On the Home Front: Georgetown Basketball, D.C. Statehood
By April 5, 2017 0 614
•After 13 seasons, coach John Thompson III of Georgetown University is gone. He had some good seasons, but in college basketball your worth and value seem to be determined by how you did this season.
This season was bad. Really bad: 14 and 18. The year before: 15 and 18.
I never thought I would hear “Fire Thompson” at a Georgetown home game. But that is exactly what happened toward the end. Still, I’m surprised. I thought the looming presence of Big John Thompson would prevent any departure for his son.
I must say I have some genuine sympathy for Thompson III. The father would not let him coach without “adult supervision.” Big John was at practice and insisted on sitting on the bench during the games. Who would want that?
Winning a national championship in 1984 was a very big deal, but that was 33 years ago. A clean break from the Thompson era was needed and hopefully will now begin with the hiring of Patrick Ewing.
Maybe, just maybe, Georgetown University will once again renew its traditional rivalry with GW. They haven’t played in decades (Dec. 16, 1981, at the Cap Center).

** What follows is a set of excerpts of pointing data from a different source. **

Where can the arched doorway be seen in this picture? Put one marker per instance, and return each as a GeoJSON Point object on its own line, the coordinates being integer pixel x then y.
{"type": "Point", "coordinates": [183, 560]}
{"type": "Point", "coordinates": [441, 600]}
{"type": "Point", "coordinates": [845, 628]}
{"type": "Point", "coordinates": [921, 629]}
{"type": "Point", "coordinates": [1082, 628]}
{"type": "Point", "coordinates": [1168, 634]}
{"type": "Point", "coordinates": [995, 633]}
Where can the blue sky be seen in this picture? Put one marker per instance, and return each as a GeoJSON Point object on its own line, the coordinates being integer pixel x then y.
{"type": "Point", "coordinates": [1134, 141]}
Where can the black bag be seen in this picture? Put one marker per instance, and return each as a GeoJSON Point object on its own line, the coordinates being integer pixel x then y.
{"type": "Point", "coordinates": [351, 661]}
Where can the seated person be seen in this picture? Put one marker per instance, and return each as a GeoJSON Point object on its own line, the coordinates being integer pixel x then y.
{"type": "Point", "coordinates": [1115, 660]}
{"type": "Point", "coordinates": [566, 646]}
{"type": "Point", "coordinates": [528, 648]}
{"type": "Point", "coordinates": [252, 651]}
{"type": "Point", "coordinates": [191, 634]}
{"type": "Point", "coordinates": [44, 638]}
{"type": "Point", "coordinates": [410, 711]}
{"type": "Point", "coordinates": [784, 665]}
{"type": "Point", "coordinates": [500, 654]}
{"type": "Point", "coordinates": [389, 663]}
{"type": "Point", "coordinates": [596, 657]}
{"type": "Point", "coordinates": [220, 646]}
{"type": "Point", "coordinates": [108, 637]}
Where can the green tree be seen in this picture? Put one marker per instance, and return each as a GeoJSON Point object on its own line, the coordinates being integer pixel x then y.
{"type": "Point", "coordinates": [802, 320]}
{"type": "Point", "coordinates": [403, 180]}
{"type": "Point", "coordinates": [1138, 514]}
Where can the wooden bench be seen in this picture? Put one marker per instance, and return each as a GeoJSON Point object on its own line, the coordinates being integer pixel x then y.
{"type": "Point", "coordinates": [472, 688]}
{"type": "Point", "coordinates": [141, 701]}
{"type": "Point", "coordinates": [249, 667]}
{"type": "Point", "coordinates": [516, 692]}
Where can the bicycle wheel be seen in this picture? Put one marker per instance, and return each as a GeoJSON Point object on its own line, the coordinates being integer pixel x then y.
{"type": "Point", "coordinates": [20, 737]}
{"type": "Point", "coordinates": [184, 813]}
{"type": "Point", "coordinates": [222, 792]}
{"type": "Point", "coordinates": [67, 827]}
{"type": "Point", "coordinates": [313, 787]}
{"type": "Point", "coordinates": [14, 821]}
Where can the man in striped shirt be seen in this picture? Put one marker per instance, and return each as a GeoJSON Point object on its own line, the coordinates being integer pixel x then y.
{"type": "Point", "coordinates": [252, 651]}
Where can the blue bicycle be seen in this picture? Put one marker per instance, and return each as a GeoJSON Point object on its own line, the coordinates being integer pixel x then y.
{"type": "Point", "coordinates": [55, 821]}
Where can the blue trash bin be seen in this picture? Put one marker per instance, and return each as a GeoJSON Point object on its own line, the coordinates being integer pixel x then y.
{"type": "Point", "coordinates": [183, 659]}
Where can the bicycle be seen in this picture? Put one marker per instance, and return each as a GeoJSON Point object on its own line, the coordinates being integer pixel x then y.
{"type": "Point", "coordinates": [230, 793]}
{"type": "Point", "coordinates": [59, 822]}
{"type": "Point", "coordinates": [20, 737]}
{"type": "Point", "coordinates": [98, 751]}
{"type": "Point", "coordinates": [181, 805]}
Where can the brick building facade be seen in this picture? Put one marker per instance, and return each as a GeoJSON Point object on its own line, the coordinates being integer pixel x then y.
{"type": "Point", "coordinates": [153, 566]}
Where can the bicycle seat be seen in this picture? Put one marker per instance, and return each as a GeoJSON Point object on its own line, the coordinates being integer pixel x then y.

Council member Jack Evans has introduced a resolution that would inaugurate the Ward 2 Classic. That has a nice civic ring to it. George Washington vs. Georgetown. One game. Every year. One year in Foggy Bottom, the following year at the Verizon Center.
Each venue would be packed. It would be loud and raucous — an event that students and alums would anticipate and savor every year.
Another important matter on the home front: D.C. statehood. I know you are tiring of the subject, but I’m not letting it go. Quite simply, it’s an existential issue.
A few weeks ago, Del. Eleanor Holmes Norton announced to a battery of cameras that she was introducing a D.C. statehood bill. She claimed to have 133 co-sponsors. But not one of them appeared at the announcement.
To make matters worse, she brought with her Sen. Tom Carper (D-Delaware). She hailed him as our “champion.” What a strange and peculiar word for someone who introduced the 2014 D.C. statehood bill to use. That bill went to the committee Carper chaired and he could not produce even one fellow Democrat at the hearing.
Carper never asked any of the uncommitted Democrats to vote for the bill. Needless to say, the bill went nowhere, even though at the time the Dems were in the majority.
Norton and Carper: co-conspirators in a con. And we are the victims.